The Twists – Alignment and Ownership – The natural model for banking is one that is aligned with its customers. Customers will be many tiny nodes aggregated into networks.  This is the new market.

So if the real new economy is based on this – then so must banking be the same.

It must itself be a fractal mirror of this. It too must be made up of small local nodes that are similar in scale to the nodes of the networks where the power lies in the future.

It has to have officers who can have legitimate personal and holistic relationships with those that they serve. It has to be also part of networks that give it scale and power.

It’s work will be to amplify the health of its artisanal customers and the networks that they depend on to have their best potential realized.

They will be Group Facilitators. Where it is possible to have exponential returns. Where we find a new way of creating high returns but also keep improving the quality of the portfolio.(More on Group Forming here)

So how would all of this apply to Credit Unions today?

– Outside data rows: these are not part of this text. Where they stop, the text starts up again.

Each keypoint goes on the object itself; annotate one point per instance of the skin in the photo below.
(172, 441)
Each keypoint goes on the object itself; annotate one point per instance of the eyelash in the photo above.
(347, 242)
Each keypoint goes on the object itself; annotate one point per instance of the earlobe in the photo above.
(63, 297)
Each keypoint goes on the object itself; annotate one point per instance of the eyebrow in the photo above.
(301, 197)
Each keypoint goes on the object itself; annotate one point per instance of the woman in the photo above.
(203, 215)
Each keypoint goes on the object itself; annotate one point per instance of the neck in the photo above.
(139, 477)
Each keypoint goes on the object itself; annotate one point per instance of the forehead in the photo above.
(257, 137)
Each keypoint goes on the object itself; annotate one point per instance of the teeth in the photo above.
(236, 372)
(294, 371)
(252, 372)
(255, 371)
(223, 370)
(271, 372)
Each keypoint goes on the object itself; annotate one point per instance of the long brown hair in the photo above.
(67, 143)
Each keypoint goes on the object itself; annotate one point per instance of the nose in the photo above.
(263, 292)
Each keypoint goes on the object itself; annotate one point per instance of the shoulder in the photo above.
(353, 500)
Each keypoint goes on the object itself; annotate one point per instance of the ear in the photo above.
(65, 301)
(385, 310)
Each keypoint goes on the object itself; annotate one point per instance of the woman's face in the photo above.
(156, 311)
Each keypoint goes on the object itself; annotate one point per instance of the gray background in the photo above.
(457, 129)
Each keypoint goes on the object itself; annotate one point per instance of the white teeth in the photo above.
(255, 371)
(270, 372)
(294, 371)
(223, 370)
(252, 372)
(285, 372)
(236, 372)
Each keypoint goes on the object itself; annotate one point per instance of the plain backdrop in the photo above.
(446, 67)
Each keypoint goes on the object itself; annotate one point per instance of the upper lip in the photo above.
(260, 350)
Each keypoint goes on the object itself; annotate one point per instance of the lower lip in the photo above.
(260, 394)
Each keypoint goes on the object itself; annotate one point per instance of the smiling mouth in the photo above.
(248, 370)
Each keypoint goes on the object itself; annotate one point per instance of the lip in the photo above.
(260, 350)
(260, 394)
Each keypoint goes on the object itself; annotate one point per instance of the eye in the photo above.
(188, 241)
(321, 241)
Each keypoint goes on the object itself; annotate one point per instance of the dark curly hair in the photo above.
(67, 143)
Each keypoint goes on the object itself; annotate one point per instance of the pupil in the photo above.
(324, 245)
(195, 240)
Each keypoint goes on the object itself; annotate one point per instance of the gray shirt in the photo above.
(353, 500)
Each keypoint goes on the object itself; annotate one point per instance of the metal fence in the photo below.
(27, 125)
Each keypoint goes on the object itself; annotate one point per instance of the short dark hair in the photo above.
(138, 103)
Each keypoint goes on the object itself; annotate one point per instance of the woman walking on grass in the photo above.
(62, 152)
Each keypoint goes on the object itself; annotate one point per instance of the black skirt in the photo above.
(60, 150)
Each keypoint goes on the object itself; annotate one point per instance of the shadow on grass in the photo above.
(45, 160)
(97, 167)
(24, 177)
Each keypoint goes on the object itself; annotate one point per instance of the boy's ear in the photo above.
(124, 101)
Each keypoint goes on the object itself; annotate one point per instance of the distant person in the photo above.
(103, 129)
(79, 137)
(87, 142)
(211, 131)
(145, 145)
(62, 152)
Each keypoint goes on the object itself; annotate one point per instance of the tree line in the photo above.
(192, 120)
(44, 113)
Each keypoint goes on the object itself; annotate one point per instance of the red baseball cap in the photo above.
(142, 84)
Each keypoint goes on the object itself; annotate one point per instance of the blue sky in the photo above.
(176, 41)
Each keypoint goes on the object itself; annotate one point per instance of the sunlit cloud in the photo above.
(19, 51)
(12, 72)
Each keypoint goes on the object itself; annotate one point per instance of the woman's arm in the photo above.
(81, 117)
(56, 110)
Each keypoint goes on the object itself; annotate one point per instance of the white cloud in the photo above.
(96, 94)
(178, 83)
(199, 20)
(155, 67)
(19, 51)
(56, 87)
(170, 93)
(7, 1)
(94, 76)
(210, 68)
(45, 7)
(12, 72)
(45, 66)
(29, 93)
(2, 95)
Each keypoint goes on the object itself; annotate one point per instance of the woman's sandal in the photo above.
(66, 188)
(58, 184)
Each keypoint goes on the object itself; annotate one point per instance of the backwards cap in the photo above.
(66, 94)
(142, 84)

The good news for Credit Unions is that their ownership is aligned with their customers already. This is a barrier to the future that the traditional banks canot cross. It is a barrier that will hurt them deeply in the future as the new model becomes more the norm.

The challenge for Credit Unions is that their operational culture and their model for scale is embedded in the Ford Industrial Model as it is with the Banks.

So learning how to be the kind of bankers that fit the new world will be much harder than simply an intellectual exercise. Knowing the new rules will not be enough. We have to see a model and we have to set up a series of experiences that will take us step by step to that model.

In the next post we will explore the model. And in the final post we will examine a case study of how a leader in this change made the shift in its practices and organization. For there is nothing more difficult to do than to change you operating culture. And that is what is required.